As part of that effort, L’Oréal in September will open its first retail store in Los Angeles’ Beverly Center. The shop will feature the L’Oréal Paris brand, and its estimated 2,500 square feet will be filled with L’Oréal Paris hair color, cosmetics, skin care and hair care items.

The venture seeks to bring the beauty giant precisely what Campinell wants to impress upon consumers — brand identity in a prestige environment. L’Oréal, an upscale mass beauty brand with technology-driven products, will feature items such as the Féria, Preference and Excellence hair color brands; L’Oréal Colour Riche lipstick; True Match foundation, and Dermo-Expertise skin care products.

The store might deliver for L’Oréal as much as for consumers.

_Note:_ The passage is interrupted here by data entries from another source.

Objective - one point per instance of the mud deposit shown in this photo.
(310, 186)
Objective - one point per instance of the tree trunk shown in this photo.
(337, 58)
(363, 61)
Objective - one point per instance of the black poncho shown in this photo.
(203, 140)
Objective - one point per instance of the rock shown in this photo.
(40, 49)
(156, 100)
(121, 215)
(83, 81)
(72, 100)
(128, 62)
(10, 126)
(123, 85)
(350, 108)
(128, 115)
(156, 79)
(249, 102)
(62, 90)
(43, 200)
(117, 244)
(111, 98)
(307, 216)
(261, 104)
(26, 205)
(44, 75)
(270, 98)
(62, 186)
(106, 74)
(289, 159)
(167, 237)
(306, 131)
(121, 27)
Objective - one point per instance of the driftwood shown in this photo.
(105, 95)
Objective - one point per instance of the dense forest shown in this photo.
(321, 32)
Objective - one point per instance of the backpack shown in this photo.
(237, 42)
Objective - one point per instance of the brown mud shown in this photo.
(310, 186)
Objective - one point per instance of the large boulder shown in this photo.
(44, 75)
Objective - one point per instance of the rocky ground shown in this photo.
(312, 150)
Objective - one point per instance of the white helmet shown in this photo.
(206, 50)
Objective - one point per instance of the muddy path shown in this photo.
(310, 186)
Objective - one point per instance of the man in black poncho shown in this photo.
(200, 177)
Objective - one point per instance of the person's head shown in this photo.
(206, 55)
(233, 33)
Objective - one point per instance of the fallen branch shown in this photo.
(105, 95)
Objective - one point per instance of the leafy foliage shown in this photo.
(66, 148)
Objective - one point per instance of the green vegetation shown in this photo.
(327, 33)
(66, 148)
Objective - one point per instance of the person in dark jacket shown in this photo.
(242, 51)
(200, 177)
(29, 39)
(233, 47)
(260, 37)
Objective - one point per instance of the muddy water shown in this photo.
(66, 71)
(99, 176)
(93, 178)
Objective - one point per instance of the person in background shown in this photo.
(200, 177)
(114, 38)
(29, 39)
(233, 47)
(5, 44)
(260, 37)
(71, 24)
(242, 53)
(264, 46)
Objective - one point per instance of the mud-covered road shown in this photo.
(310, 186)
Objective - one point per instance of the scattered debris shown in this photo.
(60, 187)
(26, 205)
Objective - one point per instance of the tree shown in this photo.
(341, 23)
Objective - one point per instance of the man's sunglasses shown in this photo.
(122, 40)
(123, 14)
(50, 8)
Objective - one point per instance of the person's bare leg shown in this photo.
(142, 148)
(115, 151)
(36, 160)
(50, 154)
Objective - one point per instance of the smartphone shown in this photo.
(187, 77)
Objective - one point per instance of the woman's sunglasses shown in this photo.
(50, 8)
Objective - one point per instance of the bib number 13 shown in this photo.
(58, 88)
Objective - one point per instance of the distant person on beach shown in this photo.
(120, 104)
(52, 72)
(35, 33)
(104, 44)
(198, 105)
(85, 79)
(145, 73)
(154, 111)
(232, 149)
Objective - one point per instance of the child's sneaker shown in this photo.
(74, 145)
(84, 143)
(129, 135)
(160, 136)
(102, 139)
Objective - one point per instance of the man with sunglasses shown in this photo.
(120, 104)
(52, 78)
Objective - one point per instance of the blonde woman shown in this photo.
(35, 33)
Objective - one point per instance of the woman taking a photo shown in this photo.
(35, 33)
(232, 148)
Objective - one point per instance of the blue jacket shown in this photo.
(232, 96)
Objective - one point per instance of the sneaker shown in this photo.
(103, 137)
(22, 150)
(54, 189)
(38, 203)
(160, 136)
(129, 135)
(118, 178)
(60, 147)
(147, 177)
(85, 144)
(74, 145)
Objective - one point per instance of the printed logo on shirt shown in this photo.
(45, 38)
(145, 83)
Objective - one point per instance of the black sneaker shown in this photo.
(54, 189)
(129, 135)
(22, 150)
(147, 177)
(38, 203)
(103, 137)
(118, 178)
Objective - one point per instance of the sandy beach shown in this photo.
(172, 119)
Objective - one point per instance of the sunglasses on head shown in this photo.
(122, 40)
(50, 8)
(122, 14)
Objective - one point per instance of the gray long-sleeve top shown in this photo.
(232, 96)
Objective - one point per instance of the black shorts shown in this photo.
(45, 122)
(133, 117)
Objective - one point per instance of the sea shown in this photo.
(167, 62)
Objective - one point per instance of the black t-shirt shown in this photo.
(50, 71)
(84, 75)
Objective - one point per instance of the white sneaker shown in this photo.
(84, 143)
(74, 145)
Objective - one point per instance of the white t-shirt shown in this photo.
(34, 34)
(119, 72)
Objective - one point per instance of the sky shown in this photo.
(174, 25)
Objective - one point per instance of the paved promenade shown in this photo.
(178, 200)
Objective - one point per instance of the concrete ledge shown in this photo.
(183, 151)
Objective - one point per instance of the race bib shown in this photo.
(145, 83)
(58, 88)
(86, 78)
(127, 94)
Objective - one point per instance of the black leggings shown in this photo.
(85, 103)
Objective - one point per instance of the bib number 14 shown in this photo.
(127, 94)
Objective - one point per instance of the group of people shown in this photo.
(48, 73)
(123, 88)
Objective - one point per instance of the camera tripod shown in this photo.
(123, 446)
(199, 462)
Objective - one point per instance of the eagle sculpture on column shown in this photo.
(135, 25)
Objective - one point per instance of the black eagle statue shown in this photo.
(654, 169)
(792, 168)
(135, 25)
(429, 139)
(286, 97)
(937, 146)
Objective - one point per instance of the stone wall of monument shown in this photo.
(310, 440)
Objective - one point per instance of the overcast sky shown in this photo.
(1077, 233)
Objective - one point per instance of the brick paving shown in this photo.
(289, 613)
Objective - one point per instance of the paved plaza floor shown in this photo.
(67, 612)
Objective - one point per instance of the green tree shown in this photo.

The potential for what the company stands to learn about customer shopping habits, merchandising and marketing issues, and what the consumer wants in terms of product, might even make L’Oréal’s main competitor, Procter & Gamble, among the most innovative companies in terms of data collection and consumer focus groups, stand at attention.

“We do think the L’Oréal stores will provide some interesting insight on consumer behavior and product education opportunities,” said a beauty executive at a leading national drugstore chain. Translating L’Oréal’s in-store experience to the drugstore industry’s limited beauty environment must remain realistic, the executive said, in terms of service and displays for the store’s data potential to pay off.

Campinell, who took over as president two years ago after 18 years with the company, said that news of the store — and another location to follow in Farmington, Conn. in November — has gone over so well with retailers that several larger chains are inquiring how they could fit a L’Oréal store-within-a-store version in their units.